Today’s workforce requires agility. Operating in VUCA – volatility, uncertainty, complexity and ambiguity comes as the norm with organisations navigating this terrain on a daily basis. Businesses must get comfortable with being uncomfortable, to not only thrive, but survive.

“What’s next?” is a difficult question to answer. One thing is certain – the significance of shifting demographics in the world must be acknowledged, and will play a big part in the future of HR and learning.

By 2050, developed countries will have twice as many old people as young ones. Population is declining is many countries, particularly Eastern Europe and East Asia. Economists estimate that China’s elderly population will increase 60% by 2020, even as the working-age population decreases by nearly 35%. 54% of the young in the UK currently have a graduate degree and yet 50% of these are in jobs not requiring graduate skills.

In short, there are not enough people, and those we have are living longer. We are starting to see a job and skills mismatch at both ends of the workforce, for graduates coming in and mature workers who no longer match the role they are in.

University graduates entering a workforce over qualified feel under paid and under-utilized. They feel they are not being valued for what they can bring to the workplace.

Gen Y and beyond are socially aware and socially responsible – they want more than money from a role. Meaning and purpose is important to them, so it should be important to employers as well. Many organizations are finding it hard to make this shift.

An example can be seen in the world of manufacturing. Increased automation has significantly changed the role of the factory worker. Employees are now often left with no room to make decisions or take ownership of their role, resulting in limited meaning and purpose in their work. If they need to behave like robots, use robots! Deploy the thinking, feeling, multidimensional people into roles where they can use the skills and knowledge they have. If they don’t have the skills and knowledge required for these future roles now, help them learn and change.

Just two years from now there will be four demographic brackets in the work place; baby boomers, GenX, GenY, and GenZ. Managing or leading them in the same way is a recipe for disaster.

There is an opportunity for HR to identify what the right jobs are, and optimise the job for the person so that individuals can be meaningfully employed. The same applies at the opposite end of the employment curve – we have an ageing workforce working for longer and longer, sometimes in roles that they are no longer physically able to complete. Companies need to find ways to enable these people to keep working, perhaps in other roles or by adapting the current role. Failing to recognize this leads not only to a disengaged workforce but companies open to multiple compensation claims. An ageing workforce needs to be actively engaged in the problem through education and skills training.

“One size fits all” for learning no longer works. However, learning plays an important role in the changing demographics of the workforce.

The good news is that companies can use this shift to help them re-think learning initiatives. Peter Cheese, CEO of the UK’s CIPD, HR and Learning teams must ‘Train for Behaviors’ in every way.

It’s important to move beyond the old paradigm of learning, be specific about the behaviors needed in the business that will support strategic initiatives and the changing demographics in the workforce.

Design learning for the audience and the behavioural outcomes that the organization wants or needs.
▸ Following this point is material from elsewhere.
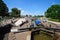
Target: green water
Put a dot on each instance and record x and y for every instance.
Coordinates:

This cannot be done by simply thinking what participants need to know – but by creating real clarity for each individual as to what they can be doing differently back in the workplace. Working at an individual level is not only possible – it is essential. Everyone is unique in their experience, motivation, ability to learn and ability to implement. Design a process that reflects this.

When up skilling mature workers – remind them how to learn, help them change by holding them accountable to themselves for the changes they believe in and can nominate. For incoming generations show them ways they can contribute and create meaning through learning and diversity rather than promotion.

The future paradigm sees learning and HR at the heart of change initiatives, role development and people development. It is way beyond a hub for co-ordinating out dated systems of performance reviews and serving an administration function.

Learning is not only involved in the strategy, smart CEOs know it is the strategy for the future.